Central Asian countries created an environment of business ease by making it easier to register property, pay taxes, enforce contracts and resolve insolvency. Since 2005, European and Central Asian economies have implemented nearly 400 institutional and regulatory reforms. That is more than any other region in the world.
In an article on finchannel.com, director of Global Indicators and Analysis of the World Bank Group Augusto Lopez-Claros said, “Many of these reforms have been implemented in the context of EU accession negotiations. Economic integration and the desire to catch up with more prosperous partners have been a powerful incentives to promote ambitious reform agendas.” Based on this information, it seems that the future will only get brighter for investors looking to invest their funds in Central Asia.
One country that has made exceptional progress in terms of business leaps since 2005 is Georgia.
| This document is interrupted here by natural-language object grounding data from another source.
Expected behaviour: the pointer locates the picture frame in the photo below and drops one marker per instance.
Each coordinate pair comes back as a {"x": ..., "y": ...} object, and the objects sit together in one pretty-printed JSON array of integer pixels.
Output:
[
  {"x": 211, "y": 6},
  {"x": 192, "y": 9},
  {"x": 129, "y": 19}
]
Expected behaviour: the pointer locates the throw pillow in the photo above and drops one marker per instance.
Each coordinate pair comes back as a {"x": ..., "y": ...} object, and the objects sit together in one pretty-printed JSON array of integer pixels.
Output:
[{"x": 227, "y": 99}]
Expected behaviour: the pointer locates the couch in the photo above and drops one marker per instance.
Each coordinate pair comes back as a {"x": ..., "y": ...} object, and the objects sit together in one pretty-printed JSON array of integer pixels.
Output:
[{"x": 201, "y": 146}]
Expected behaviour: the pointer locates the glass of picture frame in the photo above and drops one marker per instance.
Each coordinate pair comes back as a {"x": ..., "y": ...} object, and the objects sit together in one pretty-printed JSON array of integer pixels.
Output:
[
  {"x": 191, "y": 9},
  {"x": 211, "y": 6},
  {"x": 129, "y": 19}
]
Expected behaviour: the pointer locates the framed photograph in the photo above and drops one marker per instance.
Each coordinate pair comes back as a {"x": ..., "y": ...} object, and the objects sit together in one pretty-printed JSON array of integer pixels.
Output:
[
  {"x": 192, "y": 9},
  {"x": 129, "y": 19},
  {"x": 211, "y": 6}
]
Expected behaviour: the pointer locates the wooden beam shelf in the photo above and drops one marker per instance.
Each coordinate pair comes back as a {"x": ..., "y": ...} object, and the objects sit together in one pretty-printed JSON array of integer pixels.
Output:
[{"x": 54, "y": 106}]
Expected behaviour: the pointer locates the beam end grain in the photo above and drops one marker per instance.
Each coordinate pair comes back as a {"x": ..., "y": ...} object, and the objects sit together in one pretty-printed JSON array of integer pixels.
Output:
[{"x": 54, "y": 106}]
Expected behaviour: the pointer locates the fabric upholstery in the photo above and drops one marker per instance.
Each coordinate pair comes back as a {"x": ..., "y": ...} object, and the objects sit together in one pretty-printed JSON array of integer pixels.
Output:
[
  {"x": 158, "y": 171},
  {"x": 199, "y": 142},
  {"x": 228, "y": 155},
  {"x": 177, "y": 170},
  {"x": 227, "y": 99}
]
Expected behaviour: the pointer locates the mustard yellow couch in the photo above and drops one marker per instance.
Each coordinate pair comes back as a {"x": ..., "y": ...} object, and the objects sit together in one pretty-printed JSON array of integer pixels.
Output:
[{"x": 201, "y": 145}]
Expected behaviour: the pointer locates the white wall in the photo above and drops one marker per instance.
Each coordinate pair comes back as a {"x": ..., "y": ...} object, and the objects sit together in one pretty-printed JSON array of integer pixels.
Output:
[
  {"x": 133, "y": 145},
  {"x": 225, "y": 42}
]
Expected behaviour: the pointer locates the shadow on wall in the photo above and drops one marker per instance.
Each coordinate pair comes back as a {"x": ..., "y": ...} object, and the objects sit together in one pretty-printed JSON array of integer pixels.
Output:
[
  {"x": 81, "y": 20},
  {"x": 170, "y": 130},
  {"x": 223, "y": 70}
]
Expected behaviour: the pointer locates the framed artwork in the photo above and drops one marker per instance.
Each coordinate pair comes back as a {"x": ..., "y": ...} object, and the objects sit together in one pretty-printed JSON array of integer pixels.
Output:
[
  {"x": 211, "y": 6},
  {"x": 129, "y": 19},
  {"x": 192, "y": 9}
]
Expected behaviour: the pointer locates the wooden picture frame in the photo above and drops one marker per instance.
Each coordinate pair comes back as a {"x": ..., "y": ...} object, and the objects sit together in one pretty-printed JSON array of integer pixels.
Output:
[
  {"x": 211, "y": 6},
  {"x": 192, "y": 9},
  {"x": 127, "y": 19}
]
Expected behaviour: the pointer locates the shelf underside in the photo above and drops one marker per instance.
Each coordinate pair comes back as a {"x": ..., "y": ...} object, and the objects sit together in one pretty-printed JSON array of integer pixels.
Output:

Ranked ninth in the 2013 report, it has made 35 institutional and regulatory reforms since 2005 and improved in six areas in 2012 alone – more than another other economy in the world. Some of these reforms strengthened its secured transactions system, made getting electricity easier by simplifying the process of connecting new customers, and reduced the time to export and import by creating customs clearance zones.
These types of reforms are happening all over the region, and because of it, many see Central Asia as a future hub of the world economy. The abundant natural recourses are getting tapped in each area because the governments understand the potential its nations have as economic powers. It is the investor’s obligation to take advantage of this enormous opportunity.